Consider the following DataFrame:
candy = pd.DataFrame({'Name':['Bob','Bob','Bob','Annie','Annie','Annie','Daniel','Daniel','Daniel'], 'Candy': ['Chocolate', 'Chocolate', 'Lollies','Chocolate', 'Chocolate', 'Lollies','Chocolate', 'Chocolate', 'Lollies'], 'Value':[15,15,10,25,30,12,40,40,16]})
After reading this post, I am aware that apply()
works on the whole Dataframe and transform()
works on one series at-a-time.
So if I want to append the total $ spend on candy per person, I can simply use the following:
candy['Total Spend'] = candy.groupby(['Name'])['Value'].transform(sum)
But if I need to append the total $ chocolate spend per person, it feels like I have no choice but to create a separate dataframe and then merging it back by using the apply()
function since transform()
only works on a series.
chocolate = candy.groupby(['Name']).apply(lambda x: x[x['Candy'] == 'Chocolate']['Value'].sum()).reset_index(name = 'Total_Chocolate_Spend')
candy = pd.merge(candy, chocolate, how = 'left',left_on=['Name'], right_on=['Name'])
While I don't mind writing the above code to solve this problem. Is it possible to transform()
the .apply()
'd results back to the dataframe without having to create a separate dataframe and merge
it?
What is actually happening when the transform()

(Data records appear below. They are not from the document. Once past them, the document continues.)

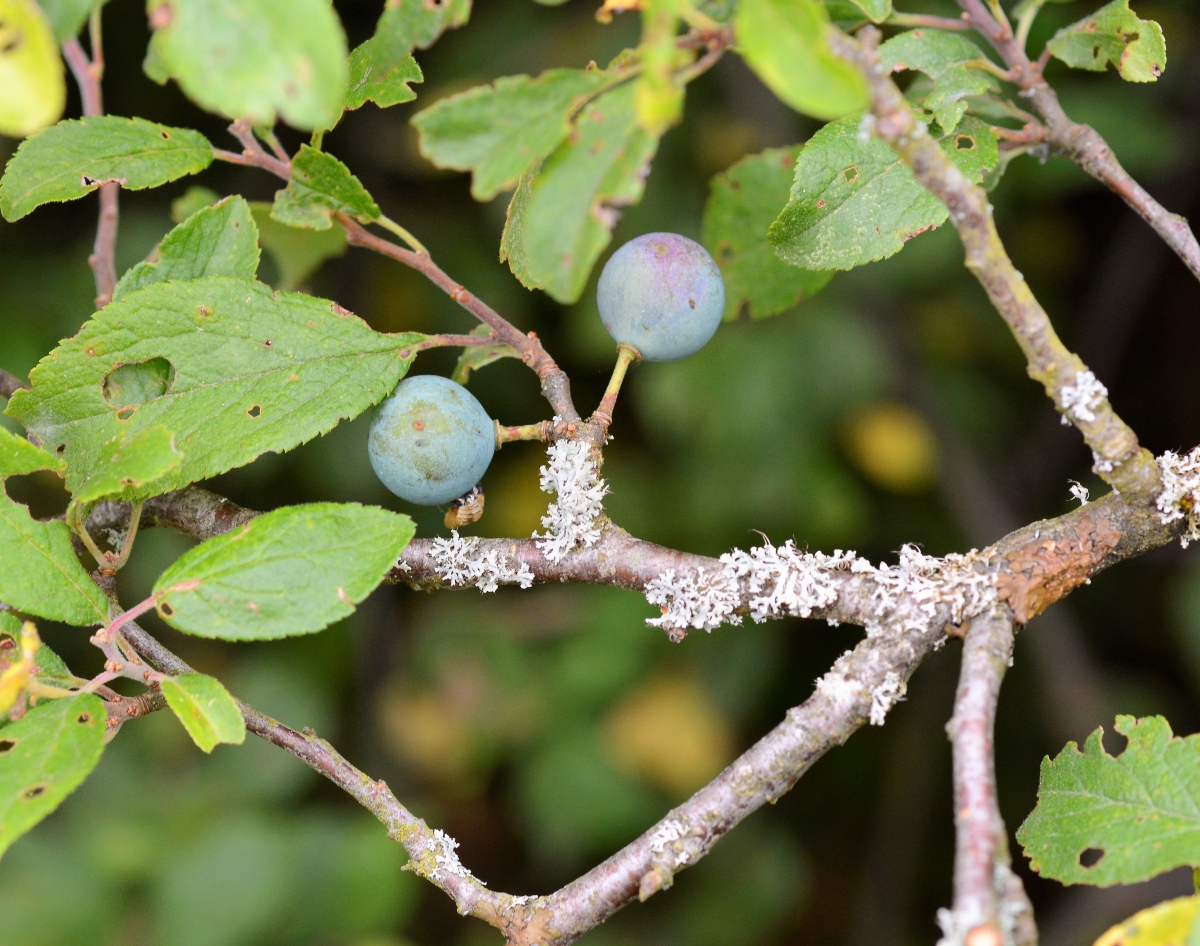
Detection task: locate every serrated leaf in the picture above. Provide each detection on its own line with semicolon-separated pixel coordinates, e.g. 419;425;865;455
113;195;260;302
0;116;212;222
0;693;105;859
271;145;379;231
880;29;999;133
378;0;470;51
145;0;349;130
845;0;891;23
1017;716;1200;886
769;115;999;271
413;68;611;201
0;426;62;476
161;673;245;752
0;0;66;138
152;503;415;641
250;202;347;290
71;424;182;504
1047;0;1166;82
345;39;422;112
736;0;869;121
450;325;520;384
6;277;421;499
35;0;94;41
500;82;659;304
1094;896;1200;946
0;430;107;626
703;146;833;320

function is used? Is a separate series being stored in memory and then merged back by the indexes similar to what I have done in the apply
then merged method?
I do not have much to add to the excellent reference you provided on apply vs. transform, but you can do what you want without creating a separate dataframe, for example you can do
candy.groupby(['Name']).apply(lambda x: x.assign(Total_Chocolate_Spend = x[x['Candy'] == 'Chocolate']['Value'].sum()))
this uses assign
for each group in groupby to populate Total_Chocolate_Spend
with the number you want